En 2026, muchas empresas descubrieron una forma elegante de sonar iguales. Le pidieron a la IA que redactara sus comunicados, sus respuestas a clientes, sus correos comerciales y hasta sus disculpas públicas. El resultado fue impecable. También fue olvidable.

Ese es el problema. La IA no destruye una marca porque escribe mal. La destruye porque escribe muy bien: escribe con el tono correcto para todos. Frases limpias, párrafos ordenados, palabras como “innovador”, “estratégico”, “transformador” y “centrado en el cliente”. Nada falso, pero nada “sentido” ni “memorable”.

El primer golpe de la IA como veneno es en la autoridad, sobre todo para abogados, consultores, banqueros, empresarios y líderes que viven de que otros crean en su criterio. Si su análisis puede ser escrito por cualquier competidor con el mismo prompt, usted no está estableciendo autoridad. Está “decorando internet”.

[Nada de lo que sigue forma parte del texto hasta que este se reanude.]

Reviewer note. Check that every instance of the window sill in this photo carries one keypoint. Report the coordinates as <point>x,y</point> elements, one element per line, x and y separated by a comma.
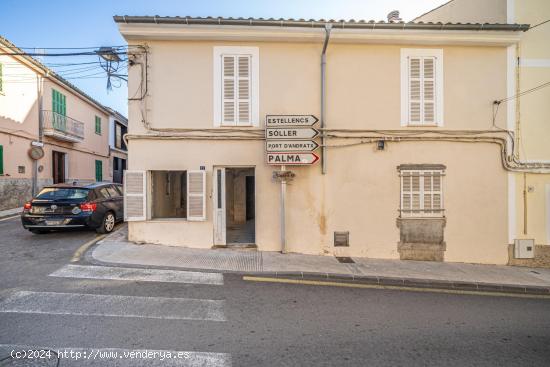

La autoridad no nace de crear más contenido. Nace de curar mejor. De decir: esto importa, esto es ruido, esto nadie lo quiere decir en voz alta. La IA puede resumir un informe, ordenar ideas y encontrar patrones. Pero no estuvo en esa junta difícil en la que el cliente no aprobó el proyecto. No vio al comercial defender una meta imposible. No entiende el silencio de un comprador que dejó de contestar. Ahí vive la diferencia.

El segundo golpe es en la empatía. Las empresas creen que automatizar la respuesta al cliente es lo mismo que atenderlo. No lo es. Una cosa es resolver una solicitud sencilla. Otra, muy distinta, es responder a una crisis, una queja seria o una pérdida de confianza.

El cliente detecta la “falsedad”. No siempre sabe explicarla, pero la siente. “Lamentamos los inconvenientes ocasionados. ¿Hay algo más en lo que pueda ayudarlo?” puede ser correcto, pero suena a “realmente no me importa”. Y cuando una marca responde con empatía sintética, no está ahorrando tiempo. Está diciendo: su molestia no merece a un ser humano o merece un ser humano por cada 500 quejas simultáneas; por eso, se demora horas en WhatsApp.

El tercer golpe va directo a la estrategia. La dirección empieza a usar IA para validar lo que ya pensaba. Pide escenarios, recibe respuestas razonables y confunde velocidad con criterio. El riesgo no es que la IA se equivoque; es que obtengamos una respuesta tan bien redactada que nadie se atreva a evaluarla de manera crítica.

Por eso, necesitamos una auditoría de voz sintética. Tome sus últimos cinco artículos, comunicados o mensajes comerciales. Busque frases como “en el dinámico mundo actual”, “es importante destacar” o “la transformación digital es clave”. Si aparecen demasiado, no tiene una voz. Tiene una plantilla con logo.

La solución no es volver al romanticismo de escribir a mano. Eso sería ingenuo. La IA debe ser usada como pasante. La firma final debe tener juicio, cicatriz, contexto y una imperfección reconocible.

En mercados saturados de perfección, la ventaja será pensar en serio. La marca que delegue su voz terminará delegando su confianza.